Drains are also designed to keep septic odors from entering the home. Dips in the piping located near drains are called traps. Traps are designed to seal gases and odors from entering the home by holding water to eliminate air movement in the drain. When a trap is dry, septic odors will enter the home through the drain. A trap can become dry from under-use, high or low pressure in the piping system, or a leaking trap drain. By slowly pouring water down the drain , the trap will refill to eliminate odors from escaping the line. U-shaped Pipes in bathrooms and kitchens also have water in them to restrict septic gases from returning into the home. Make sure u-shaped pipes have water in them to keep out septic tank odors.
More often then a pipe, or vent the septic tank odor is the result of a chemical imbalance in the septic tank. Bacteria inside the septic tank break down waste and the byproduct is toxic methane gases. These gases make the pH level in the tank too acidic for the bacteria to continue breaking down waste. When this happens hydrogen sulfide is released, causing a stench similar to rotten eggs. When the bacteria cannot continue breaking down waste, it builds up. This can be corrected by adding a cup of baking soda down the drain to level the pH balance. After correcting the pH balance, a septic tank treatment product containing both bacteria and enzymes should be added to the tank so there is a sufficient level of bacteria to digest the build up of waste.

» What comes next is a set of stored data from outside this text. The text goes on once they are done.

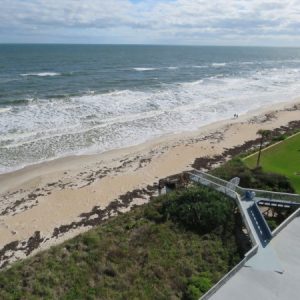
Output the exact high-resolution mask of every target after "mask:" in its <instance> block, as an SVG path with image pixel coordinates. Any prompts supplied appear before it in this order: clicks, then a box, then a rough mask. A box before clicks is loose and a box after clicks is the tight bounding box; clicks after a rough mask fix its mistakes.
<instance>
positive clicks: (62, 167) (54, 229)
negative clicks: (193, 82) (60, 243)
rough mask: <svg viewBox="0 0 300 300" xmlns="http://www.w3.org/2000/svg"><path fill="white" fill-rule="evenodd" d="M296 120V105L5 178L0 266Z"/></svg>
mask: <svg viewBox="0 0 300 300" xmlns="http://www.w3.org/2000/svg"><path fill="white" fill-rule="evenodd" d="M299 117H300V100H299V99H297V100H295V101H292V102H289V103H287V102H285V103H281V104H278V105H276V106H275V105H273V106H272V107H264V108H262V109H260V110H258V111H252V112H250V113H248V114H246V115H243V116H240V117H239V118H237V119H233V118H232V119H229V120H225V121H220V122H216V123H214V124H211V125H208V126H205V127H202V128H199V130H197V131H194V132H183V133H180V134H174V135H168V136H163V137H160V138H157V139H155V140H151V141H149V142H147V143H144V144H141V145H138V146H134V147H130V148H125V149H118V150H114V151H109V152H106V153H102V154H98V155H89V156H73V157H67V158H61V159H58V160H54V161H50V162H45V163H41V164H38V165H34V166H29V167H25V168H24V169H21V170H18V171H15V172H12V173H7V174H2V175H0V249H2V250H0V267H4V266H6V265H7V264H9V263H10V262H12V261H15V260H17V259H20V258H24V257H26V256H28V255H32V254H34V253H36V252H37V251H40V250H41V249H46V248H48V247H50V246H52V245H54V244H57V243H61V242H62V241H64V240H66V239H69V238H71V237H73V236H75V235H77V234H79V233H80V232H84V231H87V230H88V229H89V228H91V227H93V226H95V225H97V224H100V223H101V222H102V221H103V220H104V219H106V218H108V217H110V216H112V215H114V214H117V213H118V211H126V210H128V209H130V208H131V207H132V206H133V205H138V204H142V203H145V202H147V201H148V200H149V198H150V196H151V195H155V194H156V193H157V188H156V187H157V184H158V181H159V179H161V178H165V177H167V176H170V175H172V174H176V173H180V172H182V171H185V170H188V169H191V168H192V166H193V164H194V163H195V161H197V159H198V160H199V159H201V158H203V159H204V158H205V159H206V158H213V157H215V158H218V157H219V158H220V157H223V159H226V158H227V156H230V153H229V152H228V150H229V149H234V148H235V147H239V146H242V145H244V144H245V143H246V142H248V143H249V141H253V140H256V139H257V135H256V133H257V131H258V130H259V129H262V128H263V129H275V128H280V127H281V126H288V124H289V122H292V121H299V119H300V118H299ZM253 143H254V142H253ZM254 144H255V143H254ZM251 145H253V144H251V143H249V144H248V145H247V146H246V147H248V148H249V147H250V146H251ZM226 151H227V152H226ZM233 153H234V151H233V152H232V154H233ZM216 162H217V159H216ZM194 166H195V165H194ZM200 167H201V165H200Z"/></svg>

The most common cause of septic odors is a build up of things that should not go into the septic system. The build-up of these can cause problems with decomposition and lead to more serious problems with your septic tank. In this case the odor coming from your septic is a warning that the bacteria in the septic tank are not able to do their job. Bacteria can not digest items such as: cooking grease, fats or oils, industrial cleaning products, paints, solvents, feminine hygiene products, condoms, antibacterials and other expired medications, anti-freeze, transmission fluid, and gasoline. Also, avoid flushing coffee grinds, plastic, cig butts, cat litter, and facial tissue. Disruption of the sewage breakdown can cause pungent septic tank odors.
If septic tank odors are plaguing your home or business, use a septic treatment product that contains bacteria and enzymes. These septic tank cleaners contain lipase, amylase, and protease, enzymes that breakdown household waste. They also contain high counts of bacteria that will immediately start to decompose the waste in your septic system. Since septic odors usually signify an issue with the bacteria in the tank, by replenishing the bacteria, odors will go away. Using a septic tank treatment product that contains bacteria and enzymes is the best way to properly maintain your septic system. The monthly use of a septic treatment product will not only eliminate existing problems, they will prevent odors, clogs, and back-ups. Don’t wait for intrusive septic odors to make their way to your home, maintain your septic system and use a septic tank treatment with both enzymes and bacteria.